Not My God (a draft of fiction)

A note about the assignment:

The class is with Joshua Henkin.  He directs the MFA program at Brooklyn College, and right before coming to the Wesleyan Writer’s Conference, I bought his book Matrimony.  Glancing over the opening pages, it looks promising.

Home of the Wesleyan Writers Conference

The first sentence of the piece below isn’t mine.  We were given eight first sentences (some of which Josh says he made up and some of which he took from stories) and we were told to evaluate them and then choose one of them and try an opening.

Here are the two paragraphs I wrote in response to the prompt:

My daughter Josie said she’d found God in New Mexico.  Said she met Jesus after drinking some Ayahuasca.  I looked the concoction up on the internet, and I’ll tell you this:  I can’t see how my Josie met any God I ever believed in.  As far as I’m concerned, the whole thing is just another excuse to get blown out of your gord on drugs, that’s what it is.  She was supposed to be down in Santa Fe teaching drama to middle school students.  She was supposed to be staying under her aunt’s supervision.  What a crock.

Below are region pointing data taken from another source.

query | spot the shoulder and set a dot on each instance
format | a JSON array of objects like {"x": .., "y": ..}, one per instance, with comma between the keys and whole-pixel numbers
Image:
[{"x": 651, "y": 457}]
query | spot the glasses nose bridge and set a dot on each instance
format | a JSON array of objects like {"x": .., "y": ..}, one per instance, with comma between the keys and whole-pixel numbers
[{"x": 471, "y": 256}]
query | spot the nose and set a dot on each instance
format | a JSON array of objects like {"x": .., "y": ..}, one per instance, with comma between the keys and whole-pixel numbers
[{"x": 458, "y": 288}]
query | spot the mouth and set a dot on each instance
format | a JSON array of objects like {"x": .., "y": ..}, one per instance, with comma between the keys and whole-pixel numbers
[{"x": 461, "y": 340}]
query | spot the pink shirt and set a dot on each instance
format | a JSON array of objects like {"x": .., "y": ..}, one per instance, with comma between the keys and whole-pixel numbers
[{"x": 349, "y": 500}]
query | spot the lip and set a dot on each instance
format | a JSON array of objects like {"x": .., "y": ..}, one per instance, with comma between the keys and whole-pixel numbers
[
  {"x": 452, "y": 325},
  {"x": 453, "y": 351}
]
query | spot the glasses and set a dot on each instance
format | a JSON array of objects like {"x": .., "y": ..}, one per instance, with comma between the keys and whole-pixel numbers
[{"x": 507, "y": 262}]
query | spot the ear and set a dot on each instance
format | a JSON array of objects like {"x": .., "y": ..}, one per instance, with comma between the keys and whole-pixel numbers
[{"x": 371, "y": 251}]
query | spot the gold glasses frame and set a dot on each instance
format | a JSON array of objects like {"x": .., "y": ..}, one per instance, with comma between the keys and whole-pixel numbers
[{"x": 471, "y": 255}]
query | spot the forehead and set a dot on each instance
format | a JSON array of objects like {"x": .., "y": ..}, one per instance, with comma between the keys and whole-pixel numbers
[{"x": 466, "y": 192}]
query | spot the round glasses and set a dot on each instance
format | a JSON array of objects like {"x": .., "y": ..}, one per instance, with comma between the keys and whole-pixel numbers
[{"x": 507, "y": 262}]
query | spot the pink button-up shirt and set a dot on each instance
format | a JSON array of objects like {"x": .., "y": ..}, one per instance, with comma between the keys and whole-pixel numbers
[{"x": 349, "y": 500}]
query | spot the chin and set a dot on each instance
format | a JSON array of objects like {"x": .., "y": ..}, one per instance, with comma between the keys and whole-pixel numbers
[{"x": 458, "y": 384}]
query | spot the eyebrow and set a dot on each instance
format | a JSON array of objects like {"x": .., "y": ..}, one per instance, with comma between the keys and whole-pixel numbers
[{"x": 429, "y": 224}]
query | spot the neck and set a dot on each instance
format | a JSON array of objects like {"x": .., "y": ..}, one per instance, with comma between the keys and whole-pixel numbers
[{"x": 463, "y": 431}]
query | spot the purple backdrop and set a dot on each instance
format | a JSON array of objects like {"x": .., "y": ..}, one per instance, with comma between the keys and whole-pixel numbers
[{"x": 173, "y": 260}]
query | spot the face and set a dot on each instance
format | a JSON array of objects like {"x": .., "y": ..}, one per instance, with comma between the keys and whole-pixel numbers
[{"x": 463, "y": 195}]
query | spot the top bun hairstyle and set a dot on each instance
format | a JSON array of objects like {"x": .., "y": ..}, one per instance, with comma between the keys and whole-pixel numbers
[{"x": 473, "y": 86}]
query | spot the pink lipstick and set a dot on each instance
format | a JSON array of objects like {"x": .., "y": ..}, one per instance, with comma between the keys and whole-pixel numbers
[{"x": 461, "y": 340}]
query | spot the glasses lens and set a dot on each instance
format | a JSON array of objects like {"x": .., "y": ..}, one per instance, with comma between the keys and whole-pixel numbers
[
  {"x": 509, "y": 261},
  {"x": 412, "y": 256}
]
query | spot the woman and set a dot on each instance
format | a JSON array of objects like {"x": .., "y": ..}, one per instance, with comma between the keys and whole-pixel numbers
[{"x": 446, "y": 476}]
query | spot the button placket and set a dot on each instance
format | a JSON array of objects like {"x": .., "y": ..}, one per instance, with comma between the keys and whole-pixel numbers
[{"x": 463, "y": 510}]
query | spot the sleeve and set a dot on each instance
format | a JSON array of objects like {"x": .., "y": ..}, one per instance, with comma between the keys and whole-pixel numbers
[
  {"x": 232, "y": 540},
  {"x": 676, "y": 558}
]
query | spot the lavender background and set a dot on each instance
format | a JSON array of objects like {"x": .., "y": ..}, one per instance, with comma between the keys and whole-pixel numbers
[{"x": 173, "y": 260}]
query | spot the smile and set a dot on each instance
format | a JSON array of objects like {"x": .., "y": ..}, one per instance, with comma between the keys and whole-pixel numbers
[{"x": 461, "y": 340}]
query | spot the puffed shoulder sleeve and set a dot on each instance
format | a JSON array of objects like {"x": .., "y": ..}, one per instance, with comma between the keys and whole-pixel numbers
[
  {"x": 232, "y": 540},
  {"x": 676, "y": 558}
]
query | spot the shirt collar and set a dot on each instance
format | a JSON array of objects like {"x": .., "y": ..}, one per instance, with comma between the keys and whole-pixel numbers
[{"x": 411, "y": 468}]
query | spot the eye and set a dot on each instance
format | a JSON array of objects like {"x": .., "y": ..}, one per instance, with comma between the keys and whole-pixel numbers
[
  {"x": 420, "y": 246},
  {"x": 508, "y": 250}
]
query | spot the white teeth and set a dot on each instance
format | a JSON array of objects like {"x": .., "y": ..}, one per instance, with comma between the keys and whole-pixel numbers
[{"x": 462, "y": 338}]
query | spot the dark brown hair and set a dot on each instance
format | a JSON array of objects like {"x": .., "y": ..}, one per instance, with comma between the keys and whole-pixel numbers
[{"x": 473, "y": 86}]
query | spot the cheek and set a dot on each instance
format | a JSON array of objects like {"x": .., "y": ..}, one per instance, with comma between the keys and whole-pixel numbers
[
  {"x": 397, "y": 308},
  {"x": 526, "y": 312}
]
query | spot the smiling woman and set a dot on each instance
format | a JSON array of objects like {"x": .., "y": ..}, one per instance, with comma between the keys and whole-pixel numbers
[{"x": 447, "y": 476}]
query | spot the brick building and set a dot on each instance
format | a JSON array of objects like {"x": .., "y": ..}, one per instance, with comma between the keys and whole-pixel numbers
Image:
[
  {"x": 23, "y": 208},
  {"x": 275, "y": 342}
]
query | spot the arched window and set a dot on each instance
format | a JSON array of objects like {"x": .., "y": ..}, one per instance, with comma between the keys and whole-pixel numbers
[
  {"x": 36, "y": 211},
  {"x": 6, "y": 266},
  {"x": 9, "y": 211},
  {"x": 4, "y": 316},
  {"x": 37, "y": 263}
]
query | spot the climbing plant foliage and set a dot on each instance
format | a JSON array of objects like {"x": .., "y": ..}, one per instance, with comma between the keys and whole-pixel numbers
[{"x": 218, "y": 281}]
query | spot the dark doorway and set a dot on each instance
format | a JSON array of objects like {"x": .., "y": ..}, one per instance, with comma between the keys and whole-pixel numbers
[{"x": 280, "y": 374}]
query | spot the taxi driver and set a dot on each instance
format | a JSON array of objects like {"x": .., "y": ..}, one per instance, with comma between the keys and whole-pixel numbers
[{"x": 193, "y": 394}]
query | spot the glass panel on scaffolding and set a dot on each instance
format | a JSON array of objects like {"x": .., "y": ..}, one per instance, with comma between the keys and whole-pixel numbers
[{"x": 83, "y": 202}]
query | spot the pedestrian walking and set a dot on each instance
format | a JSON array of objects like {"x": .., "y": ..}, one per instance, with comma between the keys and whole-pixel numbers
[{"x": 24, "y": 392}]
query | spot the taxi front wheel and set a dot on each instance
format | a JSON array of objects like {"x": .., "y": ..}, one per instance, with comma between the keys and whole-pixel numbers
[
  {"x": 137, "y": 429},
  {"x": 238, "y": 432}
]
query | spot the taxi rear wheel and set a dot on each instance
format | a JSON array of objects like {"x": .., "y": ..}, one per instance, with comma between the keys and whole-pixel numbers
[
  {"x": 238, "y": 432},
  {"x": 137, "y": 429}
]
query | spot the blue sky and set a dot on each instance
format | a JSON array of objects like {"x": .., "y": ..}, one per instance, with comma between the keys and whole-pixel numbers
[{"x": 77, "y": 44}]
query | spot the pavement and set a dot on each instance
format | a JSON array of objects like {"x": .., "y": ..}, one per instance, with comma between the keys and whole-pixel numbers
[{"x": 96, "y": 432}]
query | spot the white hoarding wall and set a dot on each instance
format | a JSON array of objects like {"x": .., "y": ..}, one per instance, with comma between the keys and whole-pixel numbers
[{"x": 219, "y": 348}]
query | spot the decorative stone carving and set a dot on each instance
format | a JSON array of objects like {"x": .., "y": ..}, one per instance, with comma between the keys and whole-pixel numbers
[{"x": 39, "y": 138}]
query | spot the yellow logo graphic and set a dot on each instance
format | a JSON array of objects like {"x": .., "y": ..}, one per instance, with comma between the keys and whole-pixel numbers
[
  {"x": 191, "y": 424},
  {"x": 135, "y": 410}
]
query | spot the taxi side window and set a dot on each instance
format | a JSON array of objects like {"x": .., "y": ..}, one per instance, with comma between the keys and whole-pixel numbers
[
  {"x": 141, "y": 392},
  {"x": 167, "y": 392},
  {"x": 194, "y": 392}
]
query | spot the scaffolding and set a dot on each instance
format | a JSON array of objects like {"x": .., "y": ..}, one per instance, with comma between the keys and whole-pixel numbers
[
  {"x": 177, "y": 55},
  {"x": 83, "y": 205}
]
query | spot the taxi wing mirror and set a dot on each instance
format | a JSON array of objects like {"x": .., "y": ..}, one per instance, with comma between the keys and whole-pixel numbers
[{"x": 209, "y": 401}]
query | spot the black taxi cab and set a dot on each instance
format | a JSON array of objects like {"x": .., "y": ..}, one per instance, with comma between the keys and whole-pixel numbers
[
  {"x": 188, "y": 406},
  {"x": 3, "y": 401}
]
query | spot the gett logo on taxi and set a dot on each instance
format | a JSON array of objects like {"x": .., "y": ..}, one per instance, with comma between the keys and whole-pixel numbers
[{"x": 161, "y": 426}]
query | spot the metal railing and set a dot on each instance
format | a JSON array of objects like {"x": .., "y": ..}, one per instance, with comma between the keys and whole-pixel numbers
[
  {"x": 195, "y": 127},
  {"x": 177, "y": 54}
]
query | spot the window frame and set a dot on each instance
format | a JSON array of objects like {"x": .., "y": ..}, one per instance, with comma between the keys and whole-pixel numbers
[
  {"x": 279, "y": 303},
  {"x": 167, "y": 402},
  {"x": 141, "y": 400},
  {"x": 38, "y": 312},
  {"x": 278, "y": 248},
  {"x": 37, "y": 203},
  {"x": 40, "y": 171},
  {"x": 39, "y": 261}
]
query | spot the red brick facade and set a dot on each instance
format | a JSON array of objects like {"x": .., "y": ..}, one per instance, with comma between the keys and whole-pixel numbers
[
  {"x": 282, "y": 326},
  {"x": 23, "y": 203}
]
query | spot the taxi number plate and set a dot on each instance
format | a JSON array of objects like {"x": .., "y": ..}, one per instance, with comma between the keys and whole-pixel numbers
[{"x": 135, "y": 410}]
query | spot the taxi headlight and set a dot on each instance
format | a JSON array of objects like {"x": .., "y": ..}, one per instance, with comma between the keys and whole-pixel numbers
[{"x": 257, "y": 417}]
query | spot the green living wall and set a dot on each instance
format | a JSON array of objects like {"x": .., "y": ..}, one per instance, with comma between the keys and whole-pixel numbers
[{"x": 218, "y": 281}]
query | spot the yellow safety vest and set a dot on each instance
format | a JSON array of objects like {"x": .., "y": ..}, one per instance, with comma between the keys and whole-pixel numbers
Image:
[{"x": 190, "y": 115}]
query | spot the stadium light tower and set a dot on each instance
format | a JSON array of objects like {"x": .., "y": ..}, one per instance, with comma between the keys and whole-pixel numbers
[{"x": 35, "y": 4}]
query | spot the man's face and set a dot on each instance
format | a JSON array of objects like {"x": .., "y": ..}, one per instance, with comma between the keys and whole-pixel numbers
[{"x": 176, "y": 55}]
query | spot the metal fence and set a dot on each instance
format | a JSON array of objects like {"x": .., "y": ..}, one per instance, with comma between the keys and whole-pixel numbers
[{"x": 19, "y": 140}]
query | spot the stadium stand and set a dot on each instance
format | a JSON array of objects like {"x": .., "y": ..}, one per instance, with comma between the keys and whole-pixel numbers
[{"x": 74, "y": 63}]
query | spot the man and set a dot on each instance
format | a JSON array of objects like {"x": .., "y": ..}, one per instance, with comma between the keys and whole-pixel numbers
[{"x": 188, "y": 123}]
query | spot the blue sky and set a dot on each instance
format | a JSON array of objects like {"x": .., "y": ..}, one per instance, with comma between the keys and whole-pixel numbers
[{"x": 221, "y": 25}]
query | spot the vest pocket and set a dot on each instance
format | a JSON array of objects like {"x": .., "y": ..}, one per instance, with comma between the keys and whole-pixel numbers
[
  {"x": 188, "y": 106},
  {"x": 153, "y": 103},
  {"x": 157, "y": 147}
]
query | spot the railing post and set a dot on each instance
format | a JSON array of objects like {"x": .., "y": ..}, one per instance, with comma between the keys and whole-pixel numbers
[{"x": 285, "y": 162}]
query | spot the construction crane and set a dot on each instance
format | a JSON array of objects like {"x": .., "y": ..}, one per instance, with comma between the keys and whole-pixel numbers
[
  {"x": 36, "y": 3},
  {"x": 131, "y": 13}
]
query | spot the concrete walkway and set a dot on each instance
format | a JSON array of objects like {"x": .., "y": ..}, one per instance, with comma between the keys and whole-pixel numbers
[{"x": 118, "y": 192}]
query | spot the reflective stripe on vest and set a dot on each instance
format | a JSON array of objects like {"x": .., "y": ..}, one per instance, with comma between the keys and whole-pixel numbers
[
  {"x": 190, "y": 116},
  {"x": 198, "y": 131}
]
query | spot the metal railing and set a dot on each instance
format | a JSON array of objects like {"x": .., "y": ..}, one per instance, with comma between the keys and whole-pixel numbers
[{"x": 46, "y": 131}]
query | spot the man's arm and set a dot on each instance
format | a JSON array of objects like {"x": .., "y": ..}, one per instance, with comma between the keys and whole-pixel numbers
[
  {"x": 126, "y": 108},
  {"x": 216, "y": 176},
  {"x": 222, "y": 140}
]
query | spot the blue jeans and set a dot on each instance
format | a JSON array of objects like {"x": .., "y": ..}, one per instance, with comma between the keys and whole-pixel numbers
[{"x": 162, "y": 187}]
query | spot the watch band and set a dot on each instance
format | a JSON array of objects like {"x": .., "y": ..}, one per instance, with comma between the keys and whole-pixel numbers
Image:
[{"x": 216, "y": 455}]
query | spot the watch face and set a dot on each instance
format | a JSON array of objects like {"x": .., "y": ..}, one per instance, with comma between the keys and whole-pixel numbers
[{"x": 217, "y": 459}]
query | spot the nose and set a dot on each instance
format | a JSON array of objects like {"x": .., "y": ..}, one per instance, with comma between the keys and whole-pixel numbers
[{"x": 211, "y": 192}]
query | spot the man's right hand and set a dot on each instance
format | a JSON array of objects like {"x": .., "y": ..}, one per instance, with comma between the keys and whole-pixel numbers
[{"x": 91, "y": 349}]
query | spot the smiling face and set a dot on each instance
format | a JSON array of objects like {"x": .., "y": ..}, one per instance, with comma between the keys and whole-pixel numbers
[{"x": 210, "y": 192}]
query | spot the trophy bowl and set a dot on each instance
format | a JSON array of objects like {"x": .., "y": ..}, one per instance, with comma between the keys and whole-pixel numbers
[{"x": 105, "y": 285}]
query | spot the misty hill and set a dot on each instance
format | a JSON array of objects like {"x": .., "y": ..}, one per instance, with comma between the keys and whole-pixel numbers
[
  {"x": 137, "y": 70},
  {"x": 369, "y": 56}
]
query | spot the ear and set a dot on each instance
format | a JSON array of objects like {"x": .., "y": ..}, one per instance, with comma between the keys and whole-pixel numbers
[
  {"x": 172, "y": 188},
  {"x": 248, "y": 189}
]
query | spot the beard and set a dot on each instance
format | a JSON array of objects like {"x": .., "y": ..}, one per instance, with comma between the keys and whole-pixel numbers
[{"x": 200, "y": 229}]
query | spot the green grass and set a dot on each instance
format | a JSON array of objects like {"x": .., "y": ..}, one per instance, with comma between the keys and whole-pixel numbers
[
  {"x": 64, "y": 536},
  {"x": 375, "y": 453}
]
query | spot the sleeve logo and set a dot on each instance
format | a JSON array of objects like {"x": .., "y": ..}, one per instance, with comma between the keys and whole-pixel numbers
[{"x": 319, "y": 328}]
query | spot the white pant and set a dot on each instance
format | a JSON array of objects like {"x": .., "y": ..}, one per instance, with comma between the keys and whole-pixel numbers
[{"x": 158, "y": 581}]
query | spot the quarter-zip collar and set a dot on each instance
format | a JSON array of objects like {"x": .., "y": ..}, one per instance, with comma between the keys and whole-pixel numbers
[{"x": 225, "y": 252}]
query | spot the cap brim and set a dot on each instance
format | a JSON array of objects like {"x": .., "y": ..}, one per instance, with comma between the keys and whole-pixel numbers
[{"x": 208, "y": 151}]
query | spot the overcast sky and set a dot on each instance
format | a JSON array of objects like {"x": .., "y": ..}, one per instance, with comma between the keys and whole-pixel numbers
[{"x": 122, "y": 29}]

My wife’s sister hasn’t got an ounce of work ethic or discipline on her little hippy body.  From what I can tell, she mostly sits around listening to The Dead while she dabs paint on a canvas.  Now Josie says she isn’t coming back up here to French Lick, but that’s where she’s wrong.  She’s only nineteen and there’s no way my little girl is going to go down that path, not if there’s anything I can do about it.  I’m going down there to get her, and I’m leaving first thing in the morning.

Note:

I think I usually resist writing exercises, but the possible conflict between the father and daughter could be interesting to explore via a story or novel.